Die Schweizerische Nationalbank hat diesen Sommer den Fall des Euro-Franken-Kurses unter die Parität 'zugelassen'. Sehen Sie Faktoren, die den Aussenwert des Euro steigen lassen könnten? 

Die Europäische Zentralbank (EZB) hat sich am Anfang der Zinswende aus verschiedenen Gründen mehr Zeit gelassen. Inzwischen treibt aber auch die EZB die Zinswende schneller an - im Vergleich zu früheren Zinswenden geht es jetzt sogar sehr schnell. Deswegen dürfte auch die EZB-Politik den Aussenwert des Euro stützen. Die Konjunkturprognosen im Euroraum sind allerdings pessimistisch. Das Bild ist gemischt, aber es passt zur derzeitigen Lage. 

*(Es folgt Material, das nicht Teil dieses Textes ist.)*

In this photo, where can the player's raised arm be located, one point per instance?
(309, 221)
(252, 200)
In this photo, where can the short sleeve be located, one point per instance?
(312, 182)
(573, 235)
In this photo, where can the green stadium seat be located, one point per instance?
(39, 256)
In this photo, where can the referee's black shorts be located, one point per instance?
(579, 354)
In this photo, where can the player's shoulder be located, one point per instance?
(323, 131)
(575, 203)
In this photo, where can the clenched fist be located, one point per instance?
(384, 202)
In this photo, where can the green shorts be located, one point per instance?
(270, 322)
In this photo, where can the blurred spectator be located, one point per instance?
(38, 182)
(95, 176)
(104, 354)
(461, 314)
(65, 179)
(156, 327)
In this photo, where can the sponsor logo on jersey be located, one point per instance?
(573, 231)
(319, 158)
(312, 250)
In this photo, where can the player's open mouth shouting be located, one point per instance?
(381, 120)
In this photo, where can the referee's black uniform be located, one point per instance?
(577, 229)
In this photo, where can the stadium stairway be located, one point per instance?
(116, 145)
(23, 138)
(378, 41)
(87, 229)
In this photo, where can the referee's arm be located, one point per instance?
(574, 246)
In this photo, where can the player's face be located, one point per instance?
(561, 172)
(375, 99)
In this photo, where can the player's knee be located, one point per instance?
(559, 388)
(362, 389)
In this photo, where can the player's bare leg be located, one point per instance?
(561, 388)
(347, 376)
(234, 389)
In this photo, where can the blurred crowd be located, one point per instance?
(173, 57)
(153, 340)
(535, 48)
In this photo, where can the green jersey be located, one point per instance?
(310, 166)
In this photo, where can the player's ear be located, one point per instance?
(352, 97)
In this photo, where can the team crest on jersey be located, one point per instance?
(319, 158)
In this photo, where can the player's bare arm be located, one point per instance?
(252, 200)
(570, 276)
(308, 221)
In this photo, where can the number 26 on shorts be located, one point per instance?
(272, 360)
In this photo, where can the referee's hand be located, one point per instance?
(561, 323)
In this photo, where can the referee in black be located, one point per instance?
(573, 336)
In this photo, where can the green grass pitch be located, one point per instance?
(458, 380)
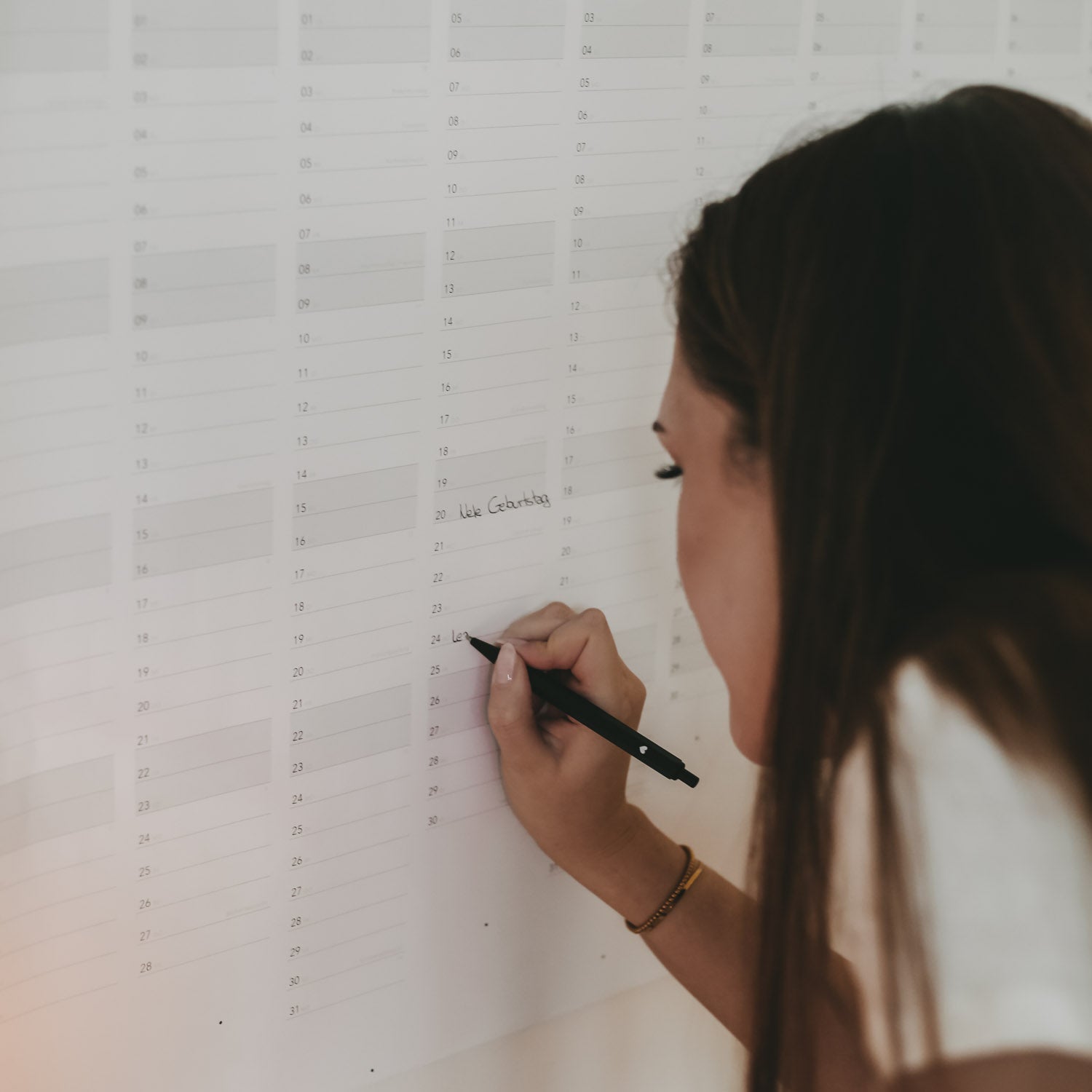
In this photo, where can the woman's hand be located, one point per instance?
(565, 782)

Fritzi Köhler-Geib ist seit 2019 Chefökonomin der KfW. Davor arbeitete sie unter anderem bei der Weltbank, dem IWF und im Finanzsektor. Frau Köhler-Geib hat an der Universität St. Gallen studiert und an der Ludwig-Maximilian-Universität in München sowie der Pompeu-Fabra-Universität in Barcelona promoviert.

Die KfW oder Kreditanstalt für Wiederaufbau ist eine 1948 gegründete Förderbank mit Sitz in Frankfurt am Main und ist heute nach Bilanzsumme die drittgrösste Bank in Deutschland.